The reason those terrible creatures could not leave the North was solely because of the master who ruled there.
The Siermaiem family, who had defeated the dragon and become founding merit subjects of the empire, received the mandate to protect the empire from the founding emperor and became the masters of the North.
In the five hundred or so years that followed, the Grand Ducal House had served as the shield protecting the empire from the monsters.
What made that possible was the overwhelming military strength of the northern army and the Grand Ducal House’s knight order. More precisely, it was the Siermaiem family, who had built and maintained that force with discipline and care over generations.
The Grand Ducal House, which had fought the monsters for so long that it had even declined the imperial throne, possessed knowledge and skill in dealing with them that no other nation could match. It was one of the greatest reasons the people of the empire had come to take peaceful lives for granted.
But even so, the Grand Ducal House could not control every monster in existence.
Once every few decades, on rare occasions, monsters that had overpopulated would swarm together and push past the North to invade the West or the East.

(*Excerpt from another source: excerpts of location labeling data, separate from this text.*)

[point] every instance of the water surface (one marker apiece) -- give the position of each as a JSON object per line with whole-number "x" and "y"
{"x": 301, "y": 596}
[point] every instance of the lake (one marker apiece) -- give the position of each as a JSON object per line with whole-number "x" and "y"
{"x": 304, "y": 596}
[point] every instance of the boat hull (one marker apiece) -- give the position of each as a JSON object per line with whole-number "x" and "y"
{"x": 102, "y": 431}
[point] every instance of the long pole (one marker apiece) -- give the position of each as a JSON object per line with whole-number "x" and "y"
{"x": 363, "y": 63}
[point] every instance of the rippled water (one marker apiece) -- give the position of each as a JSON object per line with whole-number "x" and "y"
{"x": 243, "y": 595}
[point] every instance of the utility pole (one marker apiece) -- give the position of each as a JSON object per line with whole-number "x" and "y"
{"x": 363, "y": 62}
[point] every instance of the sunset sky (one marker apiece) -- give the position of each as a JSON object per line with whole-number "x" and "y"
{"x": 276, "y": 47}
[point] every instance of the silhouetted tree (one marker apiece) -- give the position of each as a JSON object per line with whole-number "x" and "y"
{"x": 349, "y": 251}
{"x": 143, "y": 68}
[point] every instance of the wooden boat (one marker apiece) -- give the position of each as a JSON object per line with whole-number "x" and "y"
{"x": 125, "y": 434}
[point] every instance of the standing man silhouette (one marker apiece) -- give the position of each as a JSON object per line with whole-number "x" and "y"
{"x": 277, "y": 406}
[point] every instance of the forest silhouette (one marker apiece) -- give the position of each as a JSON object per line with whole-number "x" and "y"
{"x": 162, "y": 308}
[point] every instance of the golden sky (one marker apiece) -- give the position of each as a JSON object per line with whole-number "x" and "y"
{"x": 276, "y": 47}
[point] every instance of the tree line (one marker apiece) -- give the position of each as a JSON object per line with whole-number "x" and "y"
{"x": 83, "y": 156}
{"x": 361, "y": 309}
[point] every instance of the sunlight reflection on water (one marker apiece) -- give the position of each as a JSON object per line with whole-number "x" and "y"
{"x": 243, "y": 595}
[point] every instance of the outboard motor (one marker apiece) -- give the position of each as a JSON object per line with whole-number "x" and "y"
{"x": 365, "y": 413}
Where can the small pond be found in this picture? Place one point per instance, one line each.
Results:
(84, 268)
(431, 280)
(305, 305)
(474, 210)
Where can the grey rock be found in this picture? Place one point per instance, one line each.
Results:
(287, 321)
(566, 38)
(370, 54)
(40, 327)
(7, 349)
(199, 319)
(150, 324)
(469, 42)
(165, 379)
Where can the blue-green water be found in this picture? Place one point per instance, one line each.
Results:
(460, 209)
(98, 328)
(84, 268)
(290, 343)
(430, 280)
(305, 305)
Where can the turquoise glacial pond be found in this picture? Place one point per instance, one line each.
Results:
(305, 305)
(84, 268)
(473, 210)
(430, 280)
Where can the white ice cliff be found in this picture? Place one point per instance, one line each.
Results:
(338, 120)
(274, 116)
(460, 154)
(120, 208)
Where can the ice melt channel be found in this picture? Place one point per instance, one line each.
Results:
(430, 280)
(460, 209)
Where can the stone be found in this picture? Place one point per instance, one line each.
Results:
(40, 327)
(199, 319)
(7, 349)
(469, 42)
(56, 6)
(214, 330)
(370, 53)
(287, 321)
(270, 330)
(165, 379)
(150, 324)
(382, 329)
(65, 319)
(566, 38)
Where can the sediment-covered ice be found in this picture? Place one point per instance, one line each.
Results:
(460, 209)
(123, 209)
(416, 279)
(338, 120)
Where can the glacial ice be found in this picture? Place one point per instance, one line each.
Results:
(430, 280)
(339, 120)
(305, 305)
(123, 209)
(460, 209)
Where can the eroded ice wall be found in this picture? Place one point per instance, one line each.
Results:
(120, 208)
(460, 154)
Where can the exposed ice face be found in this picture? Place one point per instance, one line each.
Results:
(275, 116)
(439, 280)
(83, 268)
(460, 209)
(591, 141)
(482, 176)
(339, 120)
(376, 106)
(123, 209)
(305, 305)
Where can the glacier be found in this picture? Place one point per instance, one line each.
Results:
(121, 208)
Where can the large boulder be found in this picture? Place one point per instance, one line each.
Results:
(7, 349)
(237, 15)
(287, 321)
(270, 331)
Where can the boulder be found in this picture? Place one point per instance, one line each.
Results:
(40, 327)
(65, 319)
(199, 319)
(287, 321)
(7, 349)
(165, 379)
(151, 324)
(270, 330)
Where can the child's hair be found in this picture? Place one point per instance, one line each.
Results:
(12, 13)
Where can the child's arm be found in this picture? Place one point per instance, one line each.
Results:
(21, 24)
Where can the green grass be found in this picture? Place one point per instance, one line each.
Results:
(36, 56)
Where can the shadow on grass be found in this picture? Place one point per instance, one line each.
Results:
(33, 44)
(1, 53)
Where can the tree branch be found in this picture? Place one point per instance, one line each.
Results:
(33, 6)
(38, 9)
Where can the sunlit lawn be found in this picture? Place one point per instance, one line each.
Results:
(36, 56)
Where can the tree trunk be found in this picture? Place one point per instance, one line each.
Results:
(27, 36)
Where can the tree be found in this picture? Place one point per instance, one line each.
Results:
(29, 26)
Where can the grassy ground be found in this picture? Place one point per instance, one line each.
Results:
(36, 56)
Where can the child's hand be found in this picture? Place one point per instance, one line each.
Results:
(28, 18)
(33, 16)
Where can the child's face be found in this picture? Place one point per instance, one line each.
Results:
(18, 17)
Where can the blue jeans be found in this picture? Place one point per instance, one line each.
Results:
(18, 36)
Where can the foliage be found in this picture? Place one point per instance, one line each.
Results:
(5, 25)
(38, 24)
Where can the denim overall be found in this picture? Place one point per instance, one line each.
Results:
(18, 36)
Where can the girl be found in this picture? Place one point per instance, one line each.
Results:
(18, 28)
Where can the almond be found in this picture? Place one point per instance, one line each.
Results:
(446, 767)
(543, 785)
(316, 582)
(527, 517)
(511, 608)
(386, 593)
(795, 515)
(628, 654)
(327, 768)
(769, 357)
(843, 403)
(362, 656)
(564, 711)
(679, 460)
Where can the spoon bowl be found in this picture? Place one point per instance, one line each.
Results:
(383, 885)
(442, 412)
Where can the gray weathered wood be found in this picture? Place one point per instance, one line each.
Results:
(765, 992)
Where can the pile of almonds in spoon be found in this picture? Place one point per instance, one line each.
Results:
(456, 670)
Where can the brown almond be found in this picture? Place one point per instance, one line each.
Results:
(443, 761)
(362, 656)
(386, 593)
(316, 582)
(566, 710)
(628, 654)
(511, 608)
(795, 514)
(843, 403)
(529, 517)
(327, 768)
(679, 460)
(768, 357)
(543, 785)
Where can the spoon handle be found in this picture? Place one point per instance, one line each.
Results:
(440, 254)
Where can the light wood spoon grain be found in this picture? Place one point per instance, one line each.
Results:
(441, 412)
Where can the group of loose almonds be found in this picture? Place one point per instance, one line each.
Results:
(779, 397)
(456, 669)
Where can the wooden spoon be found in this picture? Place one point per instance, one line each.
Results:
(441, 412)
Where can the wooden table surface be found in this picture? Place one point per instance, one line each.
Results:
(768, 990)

And three years ago was the year that misfortune fell on the East.
Eleanor, still seated at her desk to write a reply to her former student, slipped into a memory of the moment she first met him.
It had been less than a year since she had started working as a teacher. It was summer, when the wheat was still green, and early evening, when the earth the sun had scorched through the day had not yet cooled.
“Maemi?”
Twelve-year-old Maemi had been an even worse troublemaker three years ago. The girl had a habit of sneaking back to the school at hours when she should have been in the dormitory getting ready for bed, to cause mischief.
Eleanor had known, in truth, that the mischief was a way of wanting her attention. She knew it was a kind of acting out that a child separated early from her parents would do, wanting to hold the hand of a teacher she liked.
Because Eleanor herself had grown up at this school and become a teacher here.
“Maemi, where are you?”
She knew she should have called the behavior out firmly and not given her what she wanted, but she had not been able to do that at the time. Partly because she still lacked experience, and partly because a fleeting glimpse of her own younger self had passed through her mind.
She had regretted it for a long time afterward. That she should have scolded Maemi to stop her. That she should not have given her the special experience of finding the child where she hid, taking her hand, and walking her back to the dormitory.
Because if she had, Maemi would not have had to see that horrible sight.
“Come out quickly and go back to the dormitory…”
Eleanor had just opened the door to the classroom where Maemi often hid and was about to walk toward the lectern when it happened.
Beyond the dim window, a cluster of red eyes clung to the glass, packed close together.